No less an avant-garde figure than Cecil Taylor recalls hearing Jacquet play with Basie on the radio. "Basie's band had Illinois Jacquet in it," he says. "Now that was a swinging band."
Jacquet also led his own bands, combining Basie-ites and beboppers in a hot dance mix, and continued to tour leading jump blues combos after the demise of the swing era. And of course, there was always old faithful. His reunion with Hampton at the 1967 Newport Jazz Festival, documented on the RCA Bluebird reissue Flying Home, was described in patriotic terms by New Yorker jazz critic Whitney Balliett: "The alumni spent most of the dozen numbers sitting on their instruments while Hampton labored at the vibraphone, the drums and the piano. In Flying Home,' though, Illinois Jacquet, who had played well earlier in the evening, went through his celebrated calisthenics, and it was like hearing Francis Scott Key sing The Star-Spangled Banner.'"
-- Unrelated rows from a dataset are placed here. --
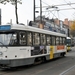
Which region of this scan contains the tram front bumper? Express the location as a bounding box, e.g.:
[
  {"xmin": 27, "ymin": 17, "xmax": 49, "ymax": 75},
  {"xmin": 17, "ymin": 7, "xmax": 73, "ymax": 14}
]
[
  {"xmin": 0, "ymin": 59, "xmax": 10, "ymax": 64},
  {"xmin": 0, "ymin": 60, "xmax": 10, "ymax": 68}
]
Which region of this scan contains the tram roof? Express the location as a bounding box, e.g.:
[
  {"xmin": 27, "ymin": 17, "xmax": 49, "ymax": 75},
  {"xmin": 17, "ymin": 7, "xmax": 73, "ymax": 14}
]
[{"xmin": 0, "ymin": 24, "xmax": 66, "ymax": 37}]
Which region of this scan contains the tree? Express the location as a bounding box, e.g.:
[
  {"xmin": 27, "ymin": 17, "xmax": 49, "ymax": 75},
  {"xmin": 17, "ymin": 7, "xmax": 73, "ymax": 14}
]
[
  {"xmin": 0, "ymin": 0, "xmax": 22, "ymax": 24},
  {"xmin": 70, "ymin": 20, "xmax": 75, "ymax": 37}
]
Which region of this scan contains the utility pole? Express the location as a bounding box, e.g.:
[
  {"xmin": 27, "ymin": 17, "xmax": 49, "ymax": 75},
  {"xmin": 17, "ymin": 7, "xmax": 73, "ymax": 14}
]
[
  {"xmin": 0, "ymin": 9, "xmax": 1, "ymax": 25},
  {"xmin": 33, "ymin": 0, "xmax": 42, "ymax": 23},
  {"xmin": 15, "ymin": 0, "xmax": 18, "ymax": 24},
  {"xmin": 40, "ymin": 0, "xmax": 42, "ymax": 23},
  {"xmin": 33, "ymin": 0, "xmax": 35, "ymax": 22}
]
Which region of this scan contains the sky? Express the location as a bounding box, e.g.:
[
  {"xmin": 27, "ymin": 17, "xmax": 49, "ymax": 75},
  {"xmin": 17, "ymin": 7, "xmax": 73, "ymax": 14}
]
[{"xmin": 0, "ymin": 0, "xmax": 75, "ymax": 25}]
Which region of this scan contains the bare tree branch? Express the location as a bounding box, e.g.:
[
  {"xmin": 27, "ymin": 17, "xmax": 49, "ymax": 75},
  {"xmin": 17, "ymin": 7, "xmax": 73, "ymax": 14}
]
[{"xmin": 0, "ymin": 0, "xmax": 22, "ymax": 24}]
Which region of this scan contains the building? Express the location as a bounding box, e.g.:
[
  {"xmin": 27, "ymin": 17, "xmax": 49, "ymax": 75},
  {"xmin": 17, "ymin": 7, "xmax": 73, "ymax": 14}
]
[{"xmin": 54, "ymin": 18, "xmax": 73, "ymax": 37}]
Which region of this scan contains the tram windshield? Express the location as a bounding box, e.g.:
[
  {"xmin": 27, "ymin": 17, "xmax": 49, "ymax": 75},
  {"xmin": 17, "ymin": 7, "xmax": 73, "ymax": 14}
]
[
  {"xmin": 66, "ymin": 39, "xmax": 71, "ymax": 46},
  {"xmin": 0, "ymin": 32, "xmax": 17, "ymax": 46},
  {"xmin": 66, "ymin": 39, "xmax": 71, "ymax": 44}
]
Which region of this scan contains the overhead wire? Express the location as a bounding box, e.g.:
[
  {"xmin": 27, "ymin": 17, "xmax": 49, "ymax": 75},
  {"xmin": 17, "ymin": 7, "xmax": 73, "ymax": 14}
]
[
  {"xmin": 64, "ymin": 0, "xmax": 75, "ymax": 10},
  {"xmin": 40, "ymin": 0, "xmax": 72, "ymax": 19},
  {"xmin": 40, "ymin": 0, "xmax": 59, "ymax": 19},
  {"xmin": 64, "ymin": 0, "xmax": 75, "ymax": 19},
  {"xmin": 37, "ymin": 0, "xmax": 75, "ymax": 20}
]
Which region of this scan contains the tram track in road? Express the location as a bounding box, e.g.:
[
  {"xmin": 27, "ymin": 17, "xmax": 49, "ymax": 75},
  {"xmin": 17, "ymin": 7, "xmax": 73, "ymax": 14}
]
[
  {"xmin": 59, "ymin": 65, "xmax": 75, "ymax": 75},
  {"xmin": 28, "ymin": 57, "xmax": 75, "ymax": 75},
  {"xmin": 19, "ymin": 54, "xmax": 75, "ymax": 75}
]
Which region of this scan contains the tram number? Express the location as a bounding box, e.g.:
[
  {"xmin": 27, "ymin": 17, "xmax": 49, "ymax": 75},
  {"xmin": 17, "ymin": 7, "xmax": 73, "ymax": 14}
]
[{"xmin": 20, "ymin": 48, "xmax": 27, "ymax": 50}]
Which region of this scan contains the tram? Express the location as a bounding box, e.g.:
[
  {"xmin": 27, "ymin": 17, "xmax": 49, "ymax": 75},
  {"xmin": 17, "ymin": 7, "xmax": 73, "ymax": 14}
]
[
  {"xmin": 0, "ymin": 24, "xmax": 67, "ymax": 68},
  {"xmin": 66, "ymin": 37, "xmax": 72, "ymax": 52}
]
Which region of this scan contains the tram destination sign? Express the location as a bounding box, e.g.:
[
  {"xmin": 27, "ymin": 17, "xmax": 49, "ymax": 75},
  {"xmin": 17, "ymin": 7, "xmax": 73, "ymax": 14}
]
[{"xmin": 0, "ymin": 25, "xmax": 11, "ymax": 30}]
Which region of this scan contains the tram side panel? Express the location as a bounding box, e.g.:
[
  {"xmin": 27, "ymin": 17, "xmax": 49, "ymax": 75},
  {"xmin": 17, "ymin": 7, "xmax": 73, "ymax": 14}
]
[
  {"xmin": 0, "ymin": 45, "xmax": 66, "ymax": 68},
  {"xmin": 0, "ymin": 46, "xmax": 35, "ymax": 67}
]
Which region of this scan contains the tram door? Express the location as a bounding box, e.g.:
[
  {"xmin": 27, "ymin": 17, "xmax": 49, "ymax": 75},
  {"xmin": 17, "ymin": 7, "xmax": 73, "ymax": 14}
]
[{"xmin": 50, "ymin": 46, "xmax": 54, "ymax": 59}]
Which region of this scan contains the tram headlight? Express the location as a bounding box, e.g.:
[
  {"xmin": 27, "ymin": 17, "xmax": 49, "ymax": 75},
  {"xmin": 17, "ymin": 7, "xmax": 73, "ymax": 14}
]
[{"xmin": 0, "ymin": 52, "xmax": 3, "ymax": 55}]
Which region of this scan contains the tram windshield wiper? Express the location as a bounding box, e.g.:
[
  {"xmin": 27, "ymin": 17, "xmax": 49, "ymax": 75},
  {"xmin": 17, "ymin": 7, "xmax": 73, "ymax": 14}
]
[{"xmin": 0, "ymin": 42, "xmax": 8, "ymax": 48}]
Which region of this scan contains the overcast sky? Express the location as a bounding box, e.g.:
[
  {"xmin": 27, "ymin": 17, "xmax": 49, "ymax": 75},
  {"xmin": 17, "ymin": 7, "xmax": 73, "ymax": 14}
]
[{"xmin": 0, "ymin": 0, "xmax": 75, "ymax": 25}]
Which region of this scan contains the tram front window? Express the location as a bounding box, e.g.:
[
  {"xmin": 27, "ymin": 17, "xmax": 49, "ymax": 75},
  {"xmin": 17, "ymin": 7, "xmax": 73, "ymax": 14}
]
[
  {"xmin": 66, "ymin": 39, "xmax": 71, "ymax": 46},
  {"xmin": 0, "ymin": 33, "xmax": 17, "ymax": 46}
]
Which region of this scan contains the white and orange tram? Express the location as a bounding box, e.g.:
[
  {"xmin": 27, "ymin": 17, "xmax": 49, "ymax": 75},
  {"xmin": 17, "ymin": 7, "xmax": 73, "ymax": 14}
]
[{"xmin": 0, "ymin": 24, "xmax": 67, "ymax": 68}]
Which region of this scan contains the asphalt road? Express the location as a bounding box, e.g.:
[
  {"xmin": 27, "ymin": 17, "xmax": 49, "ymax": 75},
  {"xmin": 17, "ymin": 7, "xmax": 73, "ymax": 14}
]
[{"xmin": 0, "ymin": 47, "xmax": 75, "ymax": 75}]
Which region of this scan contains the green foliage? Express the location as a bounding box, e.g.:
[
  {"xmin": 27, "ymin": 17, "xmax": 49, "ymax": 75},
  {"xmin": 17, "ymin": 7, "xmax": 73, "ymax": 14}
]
[
  {"xmin": 70, "ymin": 20, "xmax": 75, "ymax": 31},
  {"xmin": 70, "ymin": 20, "xmax": 75, "ymax": 37},
  {"xmin": 70, "ymin": 30, "xmax": 75, "ymax": 37}
]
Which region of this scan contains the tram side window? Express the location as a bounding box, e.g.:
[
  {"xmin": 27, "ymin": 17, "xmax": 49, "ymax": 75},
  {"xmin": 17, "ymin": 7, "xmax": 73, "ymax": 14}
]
[
  {"xmin": 56, "ymin": 37, "xmax": 60, "ymax": 45},
  {"xmin": 63, "ymin": 37, "xmax": 66, "ymax": 45},
  {"xmin": 27, "ymin": 32, "xmax": 32, "ymax": 45},
  {"xmin": 19, "ymin": 32, "xmax": 26, "ymax": 45},
  {"xmin": 60, "ymin": 37, "xmax": 63, "ymax": 45},
  {"xmin": 52, "ymin": 36, "xmax": 55, "ymax": 45},
  {"xmin": 33, "ymin": 33, "xmax": 40, "ymax": 45},
  {"xmin": 47, "ymin": 35, "xmax": 51, "ymax": 45},
  {"xmin": 40, "ymin": 34, "xmax": 46, "ymax": 45}
]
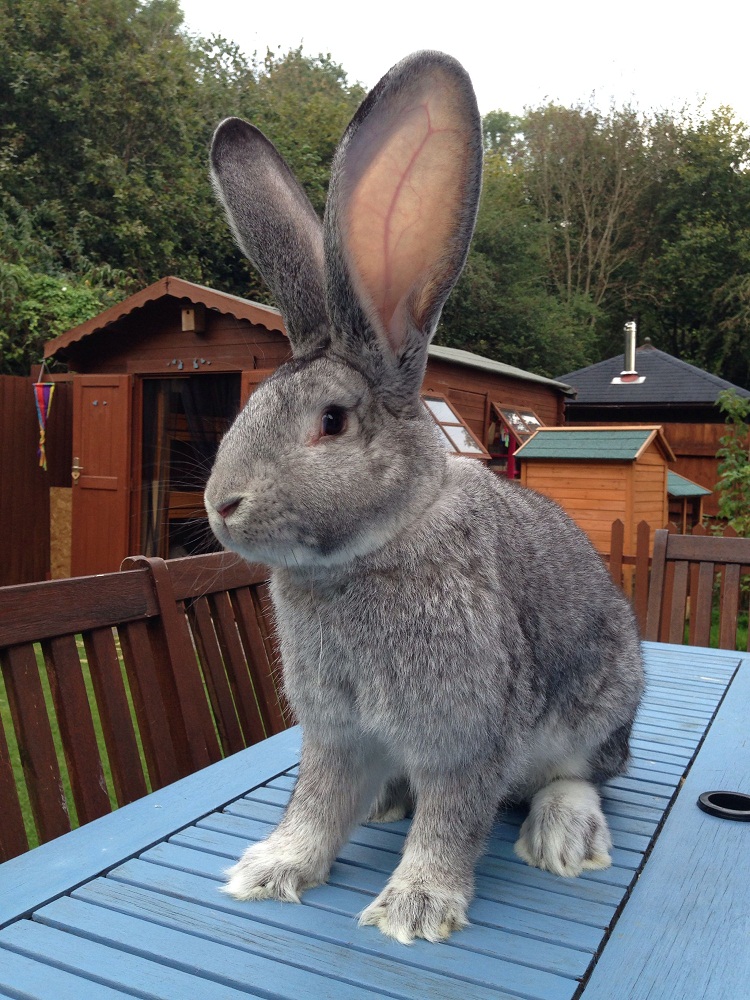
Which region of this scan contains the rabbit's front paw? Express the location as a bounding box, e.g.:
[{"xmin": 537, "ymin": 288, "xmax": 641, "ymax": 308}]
[
  {"xmin": 359, "ymin": 874, "xmax": 470, "ymax": 943},
  {"xmin": 221, "ymin": 839, "xmax": 324, "ymax": 903},
  {"xmin": 514, "ymin": 778, "xmax": 612, "ymax": 877}
]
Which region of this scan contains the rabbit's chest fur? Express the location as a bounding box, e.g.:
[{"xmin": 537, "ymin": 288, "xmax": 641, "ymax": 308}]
[{"xmin": 269, "ymin": 460, "xmax": 642, "ymax": 779}]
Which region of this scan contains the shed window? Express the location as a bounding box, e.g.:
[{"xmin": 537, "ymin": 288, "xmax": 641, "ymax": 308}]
[
  {"xmin": 488, "ymin": 404, "xmax": 544, "ymax": 478},
  {"xmin": 422, "ymin": 394, "xmax": 489, "ymax": 461}
]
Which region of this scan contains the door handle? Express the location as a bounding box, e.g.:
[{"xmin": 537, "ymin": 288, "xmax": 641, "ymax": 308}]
[{"xmin": 71, "ymin": 457, "xmax": 83, "ymax": 484}]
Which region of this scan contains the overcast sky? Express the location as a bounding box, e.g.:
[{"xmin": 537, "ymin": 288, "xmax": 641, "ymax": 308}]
[{"xmin": 179, "ymin": 0, "xmax": 749, "ymax": 122}]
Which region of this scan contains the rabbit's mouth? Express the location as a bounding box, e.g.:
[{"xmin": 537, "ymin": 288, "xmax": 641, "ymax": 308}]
[{"xmin": 205, "ymin": 487, "xmax": 407, "ymax": 572}]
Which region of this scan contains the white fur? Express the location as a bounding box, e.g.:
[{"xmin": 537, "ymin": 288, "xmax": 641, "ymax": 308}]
[{"xmin": 514, "ymin": 779, "xmax": 613, "ymax": 877}]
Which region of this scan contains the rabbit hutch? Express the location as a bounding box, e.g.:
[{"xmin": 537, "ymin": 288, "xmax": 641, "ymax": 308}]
[
  {"xmin": 41, "ymin": 278, "xmax": 573, "ymax": 579},
  {"xmin": 515, "ymin": 426, "xmax": 675, "ymax": 557}
]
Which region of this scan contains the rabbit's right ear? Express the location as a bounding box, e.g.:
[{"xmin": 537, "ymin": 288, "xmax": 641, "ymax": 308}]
[{"xmin": 210, "ymin": 118, "xmax": 329, "ymax": 355}]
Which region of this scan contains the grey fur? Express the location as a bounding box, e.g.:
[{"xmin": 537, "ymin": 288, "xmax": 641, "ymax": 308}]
[{"xmin": 205, "ymin": 50, "xmax": 644, "ymax": 944}]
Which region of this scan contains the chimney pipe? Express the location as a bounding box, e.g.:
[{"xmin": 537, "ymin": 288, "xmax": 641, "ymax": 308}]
[
  {"xmin": 623, "ymin": 321, "xmax": 637, "ymax": 375},
  {"xmin": 611, "ymin": 320, "xmax": 645, "ymax": 384}
]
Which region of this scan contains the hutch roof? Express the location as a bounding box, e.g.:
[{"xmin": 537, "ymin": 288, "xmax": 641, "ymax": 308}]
[{"xmin": 515, "ymin": 426, "xmax": 676, "ymax": 463}]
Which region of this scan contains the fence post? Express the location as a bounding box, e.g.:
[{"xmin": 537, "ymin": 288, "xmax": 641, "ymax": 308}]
[
  {"xmin": 633, "ymin": 521, "xmax": 651, "ymax": 633},
  {"xmin": 609, "ymin": 519, "xmax": 624, "ymax": 590}
]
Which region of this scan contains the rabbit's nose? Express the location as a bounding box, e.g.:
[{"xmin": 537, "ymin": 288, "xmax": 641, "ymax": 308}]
[{"xmin": 216, "ymin": 497, "xmax": 241, "ymax": 519}]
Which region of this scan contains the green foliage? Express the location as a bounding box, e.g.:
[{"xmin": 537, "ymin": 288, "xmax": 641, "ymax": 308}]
[
  {"xmin": 637, "ymin": 110, "xmax": 750, "ymax": 387},
  {"xmin": 0, "ymin": 0, "xmax": 365, "ymax": 371},
  {"xmin": 437, "ymin": 152, "xmax": 598, "ymax": 377},
  {"xmin": 715, "ymin": 389, "xmax": 750, "ymax": 535},
  {"xmin": 0, "ymin": 261, "xmax": 128, "ymax": 374}
]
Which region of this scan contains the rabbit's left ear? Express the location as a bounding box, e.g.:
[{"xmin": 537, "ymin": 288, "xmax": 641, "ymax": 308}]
[{"xmin": 325, "ymin": 52, "xmax": 482, "ymax": 399}]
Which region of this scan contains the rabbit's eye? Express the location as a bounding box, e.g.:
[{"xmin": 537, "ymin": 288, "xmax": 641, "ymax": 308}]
[{"xmin": 321, "ymin": 407, "xmax": 347, "ymax": 437}]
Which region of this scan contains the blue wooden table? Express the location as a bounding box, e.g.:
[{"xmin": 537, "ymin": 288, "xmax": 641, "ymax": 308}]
[{"xmin": 1, "ymin": 641, "xmax": 748, "ymax": 1000}]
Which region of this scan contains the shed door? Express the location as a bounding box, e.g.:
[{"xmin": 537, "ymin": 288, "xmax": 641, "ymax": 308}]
[
  {"xmin": 240, "ymin": 369, "xmax": 275, "ymax": 406},
  {"xmin": 71, "ymin": 375, "xmax": 132, "ymax": 576}
]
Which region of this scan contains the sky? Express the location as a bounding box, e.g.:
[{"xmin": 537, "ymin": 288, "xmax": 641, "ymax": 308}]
[{"xmin": 178, "ymin": 0, "xmax": 750, "ymax": 122}]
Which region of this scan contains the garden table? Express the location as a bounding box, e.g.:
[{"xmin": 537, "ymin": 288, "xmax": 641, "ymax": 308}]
[{"xmin": 1, "ymin": 641, "xmax": 748, "ymax": 999}]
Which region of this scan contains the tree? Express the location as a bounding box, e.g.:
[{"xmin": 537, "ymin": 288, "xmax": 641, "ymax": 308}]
[
  {"xmin": 0, "ymin": 0, "xmax": 366, "ymax": 371},
  {"xmin": 513, "ymin": 103, "xmax": 653, "ymax": 334},
  {"xmin": 715, "ymin": 389, "xmax": 750, "ymax": 535},
  {"xmin": 638, "ymin": 110, "xmax": 750, "ymax": 387},
  {"xmin": 437, "ymin": 147, "xmax": 599, "ymax": 377}
]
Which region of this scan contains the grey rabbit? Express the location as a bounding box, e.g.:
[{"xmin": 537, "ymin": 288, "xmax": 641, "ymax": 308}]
[{"xmin": 204, "ymin": 50, "xmax": 644, "ymax": 944}]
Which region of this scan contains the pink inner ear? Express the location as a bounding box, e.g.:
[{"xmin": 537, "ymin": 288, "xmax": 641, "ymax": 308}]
[{"xmin": 342, "ymin": 72, "xmax": 473, "ymax": 355}]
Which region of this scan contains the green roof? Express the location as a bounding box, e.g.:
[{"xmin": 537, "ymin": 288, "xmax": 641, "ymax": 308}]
[
  {"xmin": 516, "ymin": 428, "xmax": 658, "ymax": 461},
  {"xmin": 667, "ymin": 471, "xmax": 711, "ymax": 498}
]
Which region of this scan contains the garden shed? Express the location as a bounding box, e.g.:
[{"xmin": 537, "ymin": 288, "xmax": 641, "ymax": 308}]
[
  {"xmin": 516, "ymin": 426, "xmax": 675, "ymax": 556},
  {"xmin": 38, "ymin": 278, "xmax": 573, "ymax": 580},
  {"xmin": 559, "ymin": 341, "xmax": 750, "ymax": 517}
]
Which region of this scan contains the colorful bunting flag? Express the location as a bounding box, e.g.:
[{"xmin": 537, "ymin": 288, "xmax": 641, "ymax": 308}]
[{"xmin": 33, "ymin": 381, "xmax": 55, "ymax": 471}]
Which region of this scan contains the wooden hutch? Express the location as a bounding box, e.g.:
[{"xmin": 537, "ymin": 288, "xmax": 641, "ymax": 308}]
[{"xmin": 516, "ymin": 426, "xmax": 675, "ymax": 557}]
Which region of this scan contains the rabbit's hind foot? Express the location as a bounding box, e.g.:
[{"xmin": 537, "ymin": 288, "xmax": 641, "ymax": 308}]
[
  {"xmin": 221, "ymin": 839, "xmax": 324, "ymax": 903},
  {"xmin": 368, "ymin": 776, "xmax": 414, "ymax": 823},
  {"xmin": 359, "ymin": 872, "xmax": 470, "ymax": 944},
  {"xmin": 513, "ymin": 778, "xmax": 612, "ymax": 878}
]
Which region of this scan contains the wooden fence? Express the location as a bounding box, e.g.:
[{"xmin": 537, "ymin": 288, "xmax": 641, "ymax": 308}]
[
  {"xmin": 607, "ymin": 518, "xmax": 749, "ymax": 641},
  {"xmin": 0, "ymin": 375, "xmax": 72, "ymax": 586},
  {"xmin": 0, "ymin": 551, "xmax": 286, "ymax": 863}
]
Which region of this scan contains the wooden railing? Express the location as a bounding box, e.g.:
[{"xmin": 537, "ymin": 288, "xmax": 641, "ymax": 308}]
[
  {"xmin": 606, "ymin": 519, "xmax": 749, "ymax": 646},
  {"xmin": 0, "ymin": 552, "xmax": 286, "ymax": 863}
]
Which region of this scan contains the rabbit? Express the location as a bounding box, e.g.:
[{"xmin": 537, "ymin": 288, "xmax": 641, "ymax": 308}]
[{"xmin": 204, "ymin": 50, "xmax": 645, "ymax": 944}]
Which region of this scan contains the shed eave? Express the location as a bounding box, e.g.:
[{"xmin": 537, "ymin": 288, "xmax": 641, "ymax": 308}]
[
  {"xmin": 44, "ymin": 276, "xmax": 287, "ymax": 360},
  {"xmin": 428, "ymin": 345, "xmax": 575, "ymax": 395}
]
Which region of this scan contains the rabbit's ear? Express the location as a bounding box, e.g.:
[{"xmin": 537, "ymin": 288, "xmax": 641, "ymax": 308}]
[
  {"xmin": 211, "ymin": 118, "xmax": 329, "ymax": 355},
  {"xmin": 325, "ymin": 52, "xmax": 482, "ymax": 399}
]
Jacquet enjoyed a revival in his 60s after Harvard University installed him as artist-in-residence, the first jazz musician to receive such an honor. He organized his students into a big band and kept active through the rest of his life, touring extensively in Europe and the United States. His album Jacquet's Got It documents this stage of his career, and its centerpiece, of course, is a spirited version of "Flying Home."